Par ailleurs, la société civile peut être
intéressée à la vie politique à
travers les candidatures indépendantes. Je soutiens
cette idée parce que la population en a marre de
la politique ; si ça peut l’intéresser
davantage .. Bref, la nécessité de la refondation
politique s’impose au niveau national. En tout cas,
personnellement, je crois qu’après les élections,
il faut qu’il y ait des acteurs qui travaillent
à créer les conditions d’un mouvement
de refondation.
En tout cas, s’il y a un parti aujourd’hui
qui ne va pas aux élections, je ne crierais pas
au scandale mais si un parti choisit d’y aller,
je le comprends mais suis convaincu que dans les conditions
actuelles, il ne gagnera pas grand-chose. Ensuite, cela
retarde encore le changement. Le changement ne viendra
pas alors de ces élections. Je suis convaincu que
certains espèrent, comme cela est connu, que le
CDP va s’asseoir et décider quel ou quel
leader passera. Certains pensent qu’ils seront sur
la liste de ceux qui vont passer. Je suis dans un parti
qui a décidé d’aller aux élections
; c’est une décision démocratique.
Je ne vais pas m’opposer parce que je suis minoritaire
mais je suis convaincu que nous y allons dans des conditions
extrêmement catastrophiques. Et cela vaut pour plusieurs
partis.
Aujourd’hui dans les mosquées, à 6
h 30 du matin, il y a des leaders politiques qui passent
pour donner 200 000, 300 000 f et j’en ai les preuves.
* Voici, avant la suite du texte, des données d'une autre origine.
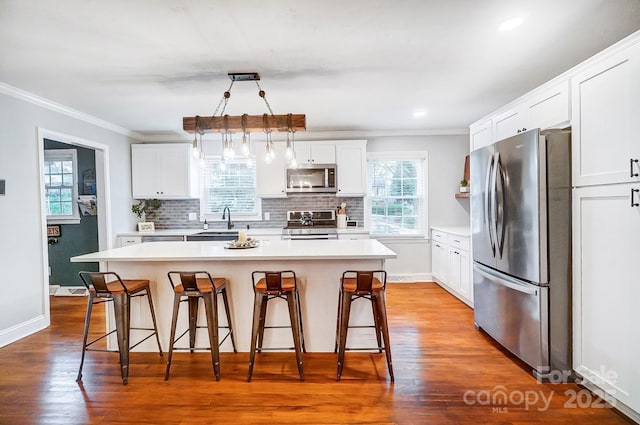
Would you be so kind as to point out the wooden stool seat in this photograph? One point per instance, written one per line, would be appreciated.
(369, 285)
(191, 287)
(204, 284)
(109, 287)
(276, 285)
(131, 285)
(350, 284)
(288, 284)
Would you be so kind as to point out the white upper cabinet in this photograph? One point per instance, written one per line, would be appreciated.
(543, 109)
(351, 164)
(481, 134)
(163, 171)
(606, 105)
(315, 153)
(270, 178)
(547, 107)
(509, 123)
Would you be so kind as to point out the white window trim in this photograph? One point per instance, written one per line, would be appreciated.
(397, 156)
(217, 218)
(52, 154)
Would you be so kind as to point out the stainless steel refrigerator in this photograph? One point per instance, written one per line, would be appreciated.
(521, 236)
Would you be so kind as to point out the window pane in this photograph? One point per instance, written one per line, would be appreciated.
(55, 209)
(67, 167)
(67, 208)
(233, 187)
(56, 179)
(55, 167)
(396, 197)
(66, 195)
(59, 178)
(67, 179)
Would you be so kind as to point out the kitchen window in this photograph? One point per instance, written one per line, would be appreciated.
(60, 186)
(397, 194)
(232, 184)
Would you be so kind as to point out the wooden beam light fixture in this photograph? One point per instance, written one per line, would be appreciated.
(245, 124)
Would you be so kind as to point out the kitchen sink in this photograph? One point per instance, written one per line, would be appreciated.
(213, 236)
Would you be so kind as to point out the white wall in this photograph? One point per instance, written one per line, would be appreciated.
(445, 168)
(24, 281)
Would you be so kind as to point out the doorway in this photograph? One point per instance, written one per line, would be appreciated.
(89, 232)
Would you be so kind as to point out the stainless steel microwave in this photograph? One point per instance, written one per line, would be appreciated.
(315, 178)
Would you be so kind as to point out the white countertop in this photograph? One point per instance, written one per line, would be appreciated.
(251, 232)
(267, 250)
(454, 230)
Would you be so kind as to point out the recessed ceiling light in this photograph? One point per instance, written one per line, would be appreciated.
(510, 24)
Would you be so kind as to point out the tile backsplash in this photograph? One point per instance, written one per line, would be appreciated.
(174, 214)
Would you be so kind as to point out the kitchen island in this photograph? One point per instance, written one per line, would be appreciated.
(318, 264)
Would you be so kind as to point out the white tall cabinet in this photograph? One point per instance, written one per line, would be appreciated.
(606, 97)
(271, 179)
(351, 162)
(600, 100)
(606, 291)
(606, 225)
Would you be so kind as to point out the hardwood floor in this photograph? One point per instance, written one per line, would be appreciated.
(445, 372)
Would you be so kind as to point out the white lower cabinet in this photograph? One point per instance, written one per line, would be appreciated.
(450, 264)
(128, 240)
(606, 318)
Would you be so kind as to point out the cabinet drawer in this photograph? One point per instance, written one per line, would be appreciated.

Nos parents musulmans, que voulez-vous qu’ils fassent
? Avec les communautés catholique et protestante,
c’est la même chose. Il est rare de trouver
un chef qui accepte d’aller dans une autre direction
que celle que le pouvoir impose. C’est ça
les éléments qu’il faut refonder.
Il faut qu’on sache redéfinir les rôles
et les devoirs de chacun. Le Mogho Naba n’est pas
le Mogho du CDP, c’est le Mogho de tout le monde.
Il faut qu’il joue le rôle d’équilibre
des grands courants de la société.
Au Burkina malheureusement, le pouvoir est entré
partout : dans les partis d’opposition, les syndicats,
au niveau de la société civile, dans les
clubs de foot… Pour tout vous dire, je suis pessimiste.